March 9, 2023 Jordan Ruimy

The 95th Academy Awards are this Sunday. I will spare you in predicting all of the categories, my focus is on the top six.

What I will say about this year’s races is that they have been very entertaining to follow: Riseborough, Yeoh vs Blanchett, Butler vs Fraser, the surprise of EEAAO, “The Fabelmans” downfall, Bassett’s MCU performance, and plenty more.

At the end of the day, it’s fun to follow awards season, even with the prestige of winning an Oscar having dwindled in recent years. Will they ever gain back their relevance? I don’t know. But what’s clear to me is that it does still mean something to win an Oscar. What, exactly? I’m not entirely sure.

Best Picture: “Everything Everywhere All At Once

It has to be “Everything Everywhere All At Once,” right? Only Pete Hammond is predicting BAFTA winner “All Quiet on the Western Front.” Every other pundit is aligned with EEAAO. The problem in betting on an upset in the Best Picture category is that no other film has really stood out this awards season. EEAAO basically swept them all. It would be a major upset, one of the big ones in recent memory, if A24’s buttplug multiverse movie doesn’t win.

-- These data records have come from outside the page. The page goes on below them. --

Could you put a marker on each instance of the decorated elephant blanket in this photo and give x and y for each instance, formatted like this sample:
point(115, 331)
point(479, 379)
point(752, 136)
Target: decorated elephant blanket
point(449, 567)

Best Director: Steven Spielberg (The Fabelmans)

I’m going out on a limb here. The punditry consensus is that The Daniels (EEAAO) will prevail in this category, but I’ve had this hunch for weeks now that Spielberg will sneak out a third Directing win come Sunday night. The Daniels won the DGA, which is composed of more than 7000 voters, whereas the Academy’s Directors branch is just 700 or so voters. EEAAO won the popularity contest, but Spielberg might win the Academy consensus. It would of course not be that shocking to see the EEAAO duo prevail in the end.

Best Actor: Austin Butler (“Elvis”)

This is a very close race between Austin Butler and Brendan Fraser. The latter won the SAG, which made this category all the more difficult to predict. I’m still sticking with Butler, a star-in-the-making who gave the showier and better performance. Fraser has the narrative going for him, but Butler has quality of work behind his odds. Of course, the best of the five nominees is Colin Farrell (The Banshees of Inisherin) but his is a more subtle and nuanced performance, not typical Oscar-bait, ditto his movie.

Best Actress: Cate Blanchett (TAR)

The most fascinating of all categories this year. Michelle Yeoh (EEAAO) won the SAG, but again, Blanchett gave the better performance. If she is truly one of the greatest actresses of our time and she delivered one of the 2 or 3 best performances of her entire career, then how in the living hell is she not the bonafide frontrunner? I’ll leave it up to you to answer that. Yeoh could become the first Asian to ever win a Lead acting Oscar and, for many, that’s more than enough. Andrea Riseborough is the dark horse here. I bet a good chunk of the 70 or so actors and actresses who vouched for her nomination on social media will be voting for her #1 on their ballot.

Best Supporting Actor: Ke Huy Quan (Everything Everywhere All At Once)

On paper, this is a fairly easy category to predict. A voting split will occur for ‘Banshees’ actors Brendan Gleeson and Barry Keoghan. That leaves us with Short Round aka Ke Huy Quan winning the male Supporting trophy on Sunday night. People have fallen hard for him and his impressive career comeback this awards season, even voters who didn’t like EEAAO will likely vote for him here. I’d love to see Judd Hirsch win it for his 8-minute cameo in “The Fabelmans,” and maybe he has a shot, there are plenty of older voters who will go for him.

Best Supporting Actress: Jamie Lee Curtis (Everything Everywhere All At Once)

Another competitive category. Angela Bassett (Wakanda Forever) was the presumed frontrunner until Curtis won the SAG. Add in the rumors that there are Academy voters refusing to watch ‘Wakanda’ because it’s a Marvel movie and you have an alignment positively headed in Curtis’ direction. Maybe Kerry Condon (The Banshees of Inisherin) can steal it away from both of them, but again, to love her performance you must probably love her movie and I don’t know if Banshees’ pessimistic view of human nature will win over enough voters.